Perhaps that same day, we trick-or-treated along a commercial street, going into shops, me wearing a pirate mask, my sister a skeleton one. Along the way, we received raisins from a fashion retailer. To this day, it is the best Halloween treat we ever got.

This door-to-door activity is fun for children. Halloween must make a lot of young Americans want to be door-to-door salesmen. The treats just outweigh the slight brushes with rejection.

As adults, the rejections are harder to take and we don't seem so sure about entitlement.

As adults, entitlement programs no longer mean treats for children dressed up on the last day of October, the day before All Saints' Day; there are no sweets to savor for days on end to the delight of dentists across America.

Social security, Medicare and now debate over a national health insurance system in the United States are what adults call entitlement.

In Japan, every month deductions are made from salaries for pension, health insurance and other costs, adjusted yearly depending on income.

In the United States, deductions are made for social security and some other costs, but health insurance is paid out of pocket, sometimes by the company. The more you pay, the better the coverage, especially if you want dental insurance (from eating too many sweets every Halloween).

For most of the developed world, it is appalling that the United States, the world's richest country, is the only major nation without universal health care.
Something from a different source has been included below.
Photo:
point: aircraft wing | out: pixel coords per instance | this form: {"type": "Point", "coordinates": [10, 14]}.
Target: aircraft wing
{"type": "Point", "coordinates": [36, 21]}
But in the case of Japan's humongous public debt, the money deducted monthly does not suffice for expected pension and health insurance costs as the population ages.

For some in the United States, as on Halloween, they would rather want the choice to buy into the system to support those without or not participate and save their money for another purpose.

Halloween was fun as a child and giving treats as an adult has its good moments. But being forced to participate in a type of Halloween every day will make every child (and dentist) happy — entitled — to have cavities. Unless you give them raisins.